Этические нормы действуют только внутри системы. Окружающий мир, то есть «все остальные», не может понимать систему, обсуждать ее, влиять на решения, которые она принимает в отношении самой себя. С такой точки зрения совесть судьи Фединой чиста: и доктор Буянова, и те, кто пришел ее поддержать, — лишь привходящие обстоятельства, безликие «вводные». Перевод судьи Фединой в Мосгорсуд, о котором сообщают СМИ, указывает, что в своем приговоре она не ошиблась.

Петиция за освобождение Буяновой на сайте change.org набрала менее 5 тысяч подписей. Вероятно, их было бы больше, если бы люди верили, что могут что-то в ее судьбе изменить.

Наверное, тем, кто слышал об этой истории лишь краем уха, можно было бы что-то объяснить. Может быть, при таких обстоятельствах удалось бы кого-то и переубедить, но для такой дискуссии просто нет площадок.

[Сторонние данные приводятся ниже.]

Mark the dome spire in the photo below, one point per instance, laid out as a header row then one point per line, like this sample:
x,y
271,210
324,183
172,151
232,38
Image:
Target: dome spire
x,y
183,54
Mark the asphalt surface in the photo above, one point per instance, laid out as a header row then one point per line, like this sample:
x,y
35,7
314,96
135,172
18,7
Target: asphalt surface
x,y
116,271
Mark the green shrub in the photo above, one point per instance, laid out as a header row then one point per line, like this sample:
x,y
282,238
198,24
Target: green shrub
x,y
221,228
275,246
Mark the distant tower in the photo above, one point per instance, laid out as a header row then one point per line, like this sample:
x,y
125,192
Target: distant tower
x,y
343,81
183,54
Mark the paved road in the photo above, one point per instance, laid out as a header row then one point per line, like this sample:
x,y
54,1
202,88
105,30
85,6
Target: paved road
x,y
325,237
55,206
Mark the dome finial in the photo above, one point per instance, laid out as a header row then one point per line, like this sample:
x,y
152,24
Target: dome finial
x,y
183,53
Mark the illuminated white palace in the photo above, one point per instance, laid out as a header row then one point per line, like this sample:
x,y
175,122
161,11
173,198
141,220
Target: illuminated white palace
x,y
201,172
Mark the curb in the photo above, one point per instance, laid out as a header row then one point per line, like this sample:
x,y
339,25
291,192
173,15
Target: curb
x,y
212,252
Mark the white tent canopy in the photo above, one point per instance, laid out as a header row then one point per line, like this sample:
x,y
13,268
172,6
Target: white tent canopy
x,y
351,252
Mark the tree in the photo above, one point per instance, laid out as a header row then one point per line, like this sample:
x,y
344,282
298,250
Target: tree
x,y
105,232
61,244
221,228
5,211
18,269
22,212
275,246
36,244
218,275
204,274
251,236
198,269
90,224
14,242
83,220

Рисунок: Екатерина Галактионова

Приговоры за антивоенную позицию, которых, по данным платформы «ОВД-инфо» (признана «иностранным агентом»), уже вынесено больше, чем дней, что длится СВО, падают на подготовленную почву, заранее прополотую от либеральных «сорняков». Кремль последовательно захватил основные медиа и лишил оппозиционно настроенную часть гражданского общества средств для активной деятельности. После ликвидации «Мемориала»*, Московской Хельсинкской группы и большинства менее известных правозащитных организаций в стране не осталось структур, вокруг которых могли бы объединиться противники политических репрессий. Совет по правам человека, который при председательстве Михаила Федотова, по крайней мере публично, вступился бы за Буянову, после ротаций 2022–2023 годов оценит ее приговор как «санитарную меру», по словам его председателя Валерия Фадеева.

Сообщество судов и правоохранительных органов потому и может до такой степени плевать на закон, что ему не противостоит никакая другая система — разрушен сам скелет гражданского общества. Пока мы может только описывать то, что происходит, журналистика лишилась своей правозащитной составляющей, сегодня журналист — только историк. Но кто заменит доктора Буянову в детской поликлинике? Не Бастрыкин же…

* Внесен властями РФ в реестр «иноагентов».